Some of the data he exposed is reported to have contributed to UEFA’s financial fair play case against Manchester City, whose two-year Champions League ban was recently overturned by the Court of Arbitration for Sport
Millions of documents were leaked but in his native Portugal, Pinto is accused of attempted extortion, computer hacking and breach of correspondence covering 90 alleged crimes.
After leaking the hacked documents in 2016, Pinto fled Portugal and took refuge in Hungary before being tracked down and extradited. On his return to Portugal he was placed in pre-trial detention for a year but was then released to house arrest after cooperating with Portuguese prosecutors by giving them access to a mass of encrypted unpublished documents.

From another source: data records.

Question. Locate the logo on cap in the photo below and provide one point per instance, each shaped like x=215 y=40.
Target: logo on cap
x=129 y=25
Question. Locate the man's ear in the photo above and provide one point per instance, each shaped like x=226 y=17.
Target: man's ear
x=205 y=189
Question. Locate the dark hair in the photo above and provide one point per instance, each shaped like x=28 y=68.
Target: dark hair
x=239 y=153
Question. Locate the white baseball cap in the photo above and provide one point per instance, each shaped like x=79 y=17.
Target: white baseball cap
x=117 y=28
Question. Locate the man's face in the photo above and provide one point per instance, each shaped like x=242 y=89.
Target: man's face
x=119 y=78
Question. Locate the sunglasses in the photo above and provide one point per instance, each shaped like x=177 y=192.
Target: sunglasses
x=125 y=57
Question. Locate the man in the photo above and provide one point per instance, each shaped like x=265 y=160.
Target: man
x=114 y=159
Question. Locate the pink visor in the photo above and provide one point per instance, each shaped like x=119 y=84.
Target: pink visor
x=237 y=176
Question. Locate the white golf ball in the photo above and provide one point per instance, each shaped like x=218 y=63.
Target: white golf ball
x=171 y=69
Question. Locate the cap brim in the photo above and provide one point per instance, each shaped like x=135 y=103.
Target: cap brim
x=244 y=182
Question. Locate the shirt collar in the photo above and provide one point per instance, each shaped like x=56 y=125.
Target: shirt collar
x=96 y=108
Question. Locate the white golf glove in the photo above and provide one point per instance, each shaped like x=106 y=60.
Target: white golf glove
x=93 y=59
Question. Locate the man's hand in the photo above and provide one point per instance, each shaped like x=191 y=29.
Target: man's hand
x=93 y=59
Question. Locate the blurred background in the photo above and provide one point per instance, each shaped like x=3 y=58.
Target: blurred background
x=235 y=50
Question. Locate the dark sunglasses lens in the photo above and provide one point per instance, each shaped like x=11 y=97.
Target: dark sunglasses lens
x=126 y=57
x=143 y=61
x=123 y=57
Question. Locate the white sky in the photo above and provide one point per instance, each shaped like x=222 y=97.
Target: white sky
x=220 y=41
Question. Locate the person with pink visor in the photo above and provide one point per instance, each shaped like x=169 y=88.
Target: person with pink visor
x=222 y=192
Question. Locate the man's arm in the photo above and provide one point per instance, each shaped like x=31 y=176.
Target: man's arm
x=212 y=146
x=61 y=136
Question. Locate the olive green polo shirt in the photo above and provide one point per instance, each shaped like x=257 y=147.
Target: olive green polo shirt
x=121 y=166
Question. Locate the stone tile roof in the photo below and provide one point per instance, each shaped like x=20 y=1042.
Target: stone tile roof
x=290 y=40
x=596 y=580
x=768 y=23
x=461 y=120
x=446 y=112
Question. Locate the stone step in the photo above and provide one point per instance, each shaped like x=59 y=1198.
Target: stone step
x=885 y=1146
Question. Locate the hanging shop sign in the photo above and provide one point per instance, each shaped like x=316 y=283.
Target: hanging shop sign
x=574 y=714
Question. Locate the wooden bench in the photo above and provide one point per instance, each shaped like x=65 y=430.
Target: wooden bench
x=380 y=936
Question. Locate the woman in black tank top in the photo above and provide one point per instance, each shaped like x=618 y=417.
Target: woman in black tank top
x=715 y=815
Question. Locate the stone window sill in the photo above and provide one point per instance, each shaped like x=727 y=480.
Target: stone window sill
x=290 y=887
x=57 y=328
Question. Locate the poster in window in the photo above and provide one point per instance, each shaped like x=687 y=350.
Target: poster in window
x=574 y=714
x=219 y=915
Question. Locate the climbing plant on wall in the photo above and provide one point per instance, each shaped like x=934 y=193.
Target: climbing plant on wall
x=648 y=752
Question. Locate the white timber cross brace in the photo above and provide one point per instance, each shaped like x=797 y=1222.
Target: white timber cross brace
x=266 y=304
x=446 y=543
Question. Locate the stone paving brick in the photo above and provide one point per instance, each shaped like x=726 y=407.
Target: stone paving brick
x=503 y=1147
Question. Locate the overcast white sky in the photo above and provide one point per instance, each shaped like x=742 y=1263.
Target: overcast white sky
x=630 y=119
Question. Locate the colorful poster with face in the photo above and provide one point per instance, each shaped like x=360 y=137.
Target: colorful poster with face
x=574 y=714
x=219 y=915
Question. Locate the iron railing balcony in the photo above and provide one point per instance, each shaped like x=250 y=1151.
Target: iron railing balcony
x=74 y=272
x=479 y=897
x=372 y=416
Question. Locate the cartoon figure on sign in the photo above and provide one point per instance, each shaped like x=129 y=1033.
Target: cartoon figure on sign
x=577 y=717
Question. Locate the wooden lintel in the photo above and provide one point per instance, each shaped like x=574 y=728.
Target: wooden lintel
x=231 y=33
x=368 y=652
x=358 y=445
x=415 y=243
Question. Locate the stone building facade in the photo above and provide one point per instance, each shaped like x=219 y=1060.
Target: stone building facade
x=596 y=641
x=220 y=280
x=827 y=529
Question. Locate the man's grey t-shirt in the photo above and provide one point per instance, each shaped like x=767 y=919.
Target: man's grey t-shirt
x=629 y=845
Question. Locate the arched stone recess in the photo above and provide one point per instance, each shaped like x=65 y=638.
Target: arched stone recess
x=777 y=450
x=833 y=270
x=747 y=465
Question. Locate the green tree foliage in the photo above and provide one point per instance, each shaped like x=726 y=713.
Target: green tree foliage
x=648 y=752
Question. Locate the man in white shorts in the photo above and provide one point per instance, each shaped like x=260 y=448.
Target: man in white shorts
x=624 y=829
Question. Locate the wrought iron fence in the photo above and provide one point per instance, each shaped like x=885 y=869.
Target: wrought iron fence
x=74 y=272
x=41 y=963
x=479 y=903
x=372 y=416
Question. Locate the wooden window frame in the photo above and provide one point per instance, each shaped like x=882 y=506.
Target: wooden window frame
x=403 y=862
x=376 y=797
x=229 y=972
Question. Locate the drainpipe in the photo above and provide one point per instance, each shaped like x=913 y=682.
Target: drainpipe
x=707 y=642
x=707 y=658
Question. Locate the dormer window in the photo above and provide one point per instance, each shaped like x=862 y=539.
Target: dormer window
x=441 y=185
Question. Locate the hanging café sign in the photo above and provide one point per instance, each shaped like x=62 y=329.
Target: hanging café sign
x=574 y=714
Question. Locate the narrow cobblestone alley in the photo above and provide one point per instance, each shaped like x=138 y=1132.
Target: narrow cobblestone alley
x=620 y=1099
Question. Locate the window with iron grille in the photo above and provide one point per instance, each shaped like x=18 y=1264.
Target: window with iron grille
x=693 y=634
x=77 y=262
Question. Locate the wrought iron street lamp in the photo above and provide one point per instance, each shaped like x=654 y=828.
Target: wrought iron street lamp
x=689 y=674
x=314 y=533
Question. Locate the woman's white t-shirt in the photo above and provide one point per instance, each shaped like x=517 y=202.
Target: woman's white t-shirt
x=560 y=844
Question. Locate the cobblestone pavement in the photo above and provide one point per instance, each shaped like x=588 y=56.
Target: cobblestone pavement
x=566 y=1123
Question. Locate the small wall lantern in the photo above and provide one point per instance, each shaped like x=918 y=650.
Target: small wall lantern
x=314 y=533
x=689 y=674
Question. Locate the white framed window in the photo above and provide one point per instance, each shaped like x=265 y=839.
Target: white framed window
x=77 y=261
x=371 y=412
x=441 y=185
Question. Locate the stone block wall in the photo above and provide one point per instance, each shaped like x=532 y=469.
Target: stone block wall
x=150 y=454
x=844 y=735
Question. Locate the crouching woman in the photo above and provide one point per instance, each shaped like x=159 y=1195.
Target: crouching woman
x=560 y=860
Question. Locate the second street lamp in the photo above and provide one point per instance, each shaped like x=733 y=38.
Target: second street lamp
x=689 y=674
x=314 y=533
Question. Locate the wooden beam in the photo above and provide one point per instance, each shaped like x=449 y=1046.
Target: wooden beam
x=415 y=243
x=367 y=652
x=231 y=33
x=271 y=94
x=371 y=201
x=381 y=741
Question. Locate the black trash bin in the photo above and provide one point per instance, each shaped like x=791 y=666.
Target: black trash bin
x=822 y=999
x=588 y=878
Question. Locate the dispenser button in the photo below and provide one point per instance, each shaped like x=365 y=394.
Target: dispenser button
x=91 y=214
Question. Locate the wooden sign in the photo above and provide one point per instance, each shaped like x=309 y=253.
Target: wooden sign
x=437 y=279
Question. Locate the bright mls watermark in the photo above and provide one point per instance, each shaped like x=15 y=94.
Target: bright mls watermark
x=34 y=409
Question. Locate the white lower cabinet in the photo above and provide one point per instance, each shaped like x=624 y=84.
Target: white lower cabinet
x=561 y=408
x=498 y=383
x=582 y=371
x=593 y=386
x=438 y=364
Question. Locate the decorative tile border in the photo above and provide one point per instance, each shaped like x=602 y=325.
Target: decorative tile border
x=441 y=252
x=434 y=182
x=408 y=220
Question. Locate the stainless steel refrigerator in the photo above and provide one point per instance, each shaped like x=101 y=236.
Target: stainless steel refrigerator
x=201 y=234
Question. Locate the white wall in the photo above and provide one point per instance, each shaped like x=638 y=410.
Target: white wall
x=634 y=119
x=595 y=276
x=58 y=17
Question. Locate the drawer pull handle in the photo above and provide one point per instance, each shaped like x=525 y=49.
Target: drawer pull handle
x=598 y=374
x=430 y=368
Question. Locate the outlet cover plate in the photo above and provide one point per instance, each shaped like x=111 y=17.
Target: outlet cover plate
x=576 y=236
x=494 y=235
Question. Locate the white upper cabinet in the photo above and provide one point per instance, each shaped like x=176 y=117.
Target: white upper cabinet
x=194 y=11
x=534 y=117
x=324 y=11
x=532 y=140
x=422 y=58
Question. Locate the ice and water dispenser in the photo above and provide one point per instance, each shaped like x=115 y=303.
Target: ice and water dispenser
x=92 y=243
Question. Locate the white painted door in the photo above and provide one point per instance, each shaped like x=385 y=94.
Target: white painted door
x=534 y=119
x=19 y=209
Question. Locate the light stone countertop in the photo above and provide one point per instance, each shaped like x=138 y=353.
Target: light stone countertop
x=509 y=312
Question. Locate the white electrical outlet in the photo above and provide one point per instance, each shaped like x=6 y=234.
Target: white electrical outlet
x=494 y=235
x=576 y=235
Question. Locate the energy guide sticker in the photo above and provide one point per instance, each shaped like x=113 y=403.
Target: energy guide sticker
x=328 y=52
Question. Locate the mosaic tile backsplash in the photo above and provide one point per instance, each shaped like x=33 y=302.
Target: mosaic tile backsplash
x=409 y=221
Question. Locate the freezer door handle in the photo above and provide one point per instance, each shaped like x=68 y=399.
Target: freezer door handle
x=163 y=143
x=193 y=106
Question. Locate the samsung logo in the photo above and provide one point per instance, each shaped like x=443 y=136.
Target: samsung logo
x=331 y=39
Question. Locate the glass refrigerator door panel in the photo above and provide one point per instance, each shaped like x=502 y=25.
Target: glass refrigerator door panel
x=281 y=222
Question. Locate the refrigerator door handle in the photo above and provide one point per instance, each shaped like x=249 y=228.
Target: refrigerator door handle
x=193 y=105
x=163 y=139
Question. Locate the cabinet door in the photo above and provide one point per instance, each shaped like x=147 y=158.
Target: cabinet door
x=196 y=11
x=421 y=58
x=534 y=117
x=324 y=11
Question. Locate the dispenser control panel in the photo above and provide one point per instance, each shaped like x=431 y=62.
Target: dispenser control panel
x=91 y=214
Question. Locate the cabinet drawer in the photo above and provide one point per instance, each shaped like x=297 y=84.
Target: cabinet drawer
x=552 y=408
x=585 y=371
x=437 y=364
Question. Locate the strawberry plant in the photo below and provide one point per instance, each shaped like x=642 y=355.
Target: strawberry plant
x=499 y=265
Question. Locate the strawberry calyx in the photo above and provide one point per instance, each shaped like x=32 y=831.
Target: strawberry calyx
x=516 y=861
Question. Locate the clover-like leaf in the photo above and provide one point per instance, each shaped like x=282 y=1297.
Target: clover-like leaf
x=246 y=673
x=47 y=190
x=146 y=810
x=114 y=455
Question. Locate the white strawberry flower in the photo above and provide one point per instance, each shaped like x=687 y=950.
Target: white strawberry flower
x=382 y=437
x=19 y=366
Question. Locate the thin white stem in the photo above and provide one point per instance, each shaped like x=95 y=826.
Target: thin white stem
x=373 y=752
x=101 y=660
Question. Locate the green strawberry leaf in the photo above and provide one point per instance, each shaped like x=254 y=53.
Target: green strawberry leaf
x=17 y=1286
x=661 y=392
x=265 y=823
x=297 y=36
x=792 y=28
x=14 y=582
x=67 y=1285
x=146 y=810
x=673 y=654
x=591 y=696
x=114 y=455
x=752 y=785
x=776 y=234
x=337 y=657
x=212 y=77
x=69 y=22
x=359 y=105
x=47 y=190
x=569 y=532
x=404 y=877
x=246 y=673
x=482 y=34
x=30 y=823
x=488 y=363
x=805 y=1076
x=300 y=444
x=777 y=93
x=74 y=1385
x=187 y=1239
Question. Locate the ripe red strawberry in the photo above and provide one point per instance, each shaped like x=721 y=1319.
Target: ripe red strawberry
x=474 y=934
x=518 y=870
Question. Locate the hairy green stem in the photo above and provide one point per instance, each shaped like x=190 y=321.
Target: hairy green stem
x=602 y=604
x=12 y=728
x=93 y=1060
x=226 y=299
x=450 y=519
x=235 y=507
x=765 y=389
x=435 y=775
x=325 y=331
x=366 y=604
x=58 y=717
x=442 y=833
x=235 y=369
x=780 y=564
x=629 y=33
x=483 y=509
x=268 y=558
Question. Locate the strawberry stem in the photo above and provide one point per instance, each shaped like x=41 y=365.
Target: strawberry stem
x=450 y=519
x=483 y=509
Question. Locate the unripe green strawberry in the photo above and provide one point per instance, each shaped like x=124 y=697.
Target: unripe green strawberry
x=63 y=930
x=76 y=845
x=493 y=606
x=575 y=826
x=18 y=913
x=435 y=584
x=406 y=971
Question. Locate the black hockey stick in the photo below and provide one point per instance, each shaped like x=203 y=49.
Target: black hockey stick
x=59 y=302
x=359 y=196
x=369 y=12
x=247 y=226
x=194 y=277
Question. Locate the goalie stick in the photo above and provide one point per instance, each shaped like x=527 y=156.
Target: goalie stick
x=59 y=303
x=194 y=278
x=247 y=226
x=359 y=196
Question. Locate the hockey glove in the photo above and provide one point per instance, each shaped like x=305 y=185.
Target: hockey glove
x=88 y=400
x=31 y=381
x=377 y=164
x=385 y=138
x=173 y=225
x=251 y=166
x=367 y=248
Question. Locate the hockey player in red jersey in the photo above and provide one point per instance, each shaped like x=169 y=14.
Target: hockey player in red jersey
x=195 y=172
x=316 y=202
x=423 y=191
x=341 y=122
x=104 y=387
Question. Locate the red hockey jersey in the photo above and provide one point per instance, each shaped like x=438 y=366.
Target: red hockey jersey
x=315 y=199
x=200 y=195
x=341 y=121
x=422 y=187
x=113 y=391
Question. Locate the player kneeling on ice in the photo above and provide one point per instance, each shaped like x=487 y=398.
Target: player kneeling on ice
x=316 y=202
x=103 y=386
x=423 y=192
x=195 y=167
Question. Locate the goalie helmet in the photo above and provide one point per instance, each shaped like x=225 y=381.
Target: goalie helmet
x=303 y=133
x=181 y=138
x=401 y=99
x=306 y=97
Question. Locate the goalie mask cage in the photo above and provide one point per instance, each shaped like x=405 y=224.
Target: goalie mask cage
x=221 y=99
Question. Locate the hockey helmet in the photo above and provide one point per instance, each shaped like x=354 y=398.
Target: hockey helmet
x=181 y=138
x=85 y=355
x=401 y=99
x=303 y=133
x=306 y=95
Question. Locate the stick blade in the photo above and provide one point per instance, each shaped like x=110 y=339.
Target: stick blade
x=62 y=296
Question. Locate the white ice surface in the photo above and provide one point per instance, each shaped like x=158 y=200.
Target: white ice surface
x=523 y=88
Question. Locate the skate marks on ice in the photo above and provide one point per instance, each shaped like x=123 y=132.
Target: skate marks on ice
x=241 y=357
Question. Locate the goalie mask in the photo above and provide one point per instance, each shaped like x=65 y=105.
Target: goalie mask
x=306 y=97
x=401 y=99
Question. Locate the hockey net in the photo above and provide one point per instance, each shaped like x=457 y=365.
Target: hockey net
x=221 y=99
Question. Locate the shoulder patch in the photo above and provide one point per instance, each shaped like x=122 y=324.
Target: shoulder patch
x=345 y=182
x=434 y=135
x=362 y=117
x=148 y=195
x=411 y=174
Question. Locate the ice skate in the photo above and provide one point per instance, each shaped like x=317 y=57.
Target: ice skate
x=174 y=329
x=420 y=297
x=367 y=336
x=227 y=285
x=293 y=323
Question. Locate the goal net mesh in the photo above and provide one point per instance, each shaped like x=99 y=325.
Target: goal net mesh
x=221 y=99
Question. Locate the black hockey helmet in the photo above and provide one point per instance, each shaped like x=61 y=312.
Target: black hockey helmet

In Portugal, attempted extortion is punishable by up to 10 years in prison but Pinto, whose revelations covered the period between 2015-18, has always maintained his innocence and told the start of his much-publicised trial after almost 18 months of preventative detention – seven of them in isolation – that Football Leaks were “a reason for pride and not shame.”
“I was outraged by what I discovered and I decided to make it public,” Pinto, 31, said in a brief initial statement on Friday. “My job as a whistleblower is over. I never did anything for money.”
Pinto, who had lived in Hungary since 2015, admitted he used the pseudonym ‘John’, but insisted he is not a criminal. “I’m a whistleblower. I published a lot of information that’s in the public interest,” he told the court saying he was “shocked and disgusted” by what he discovered. “I made public a lot of things that never would have been known.”
Having co-operated with the Portuguese authorities in recent months, Pinto said he was “in the weird position of being accused and a protected witness at the same time.”
The trial is expected to last several months and Pinto’s lawyers will argue that he has helped authorities across Europe and beyond to tackle crime. They are apparently planning to call 45 witnesses.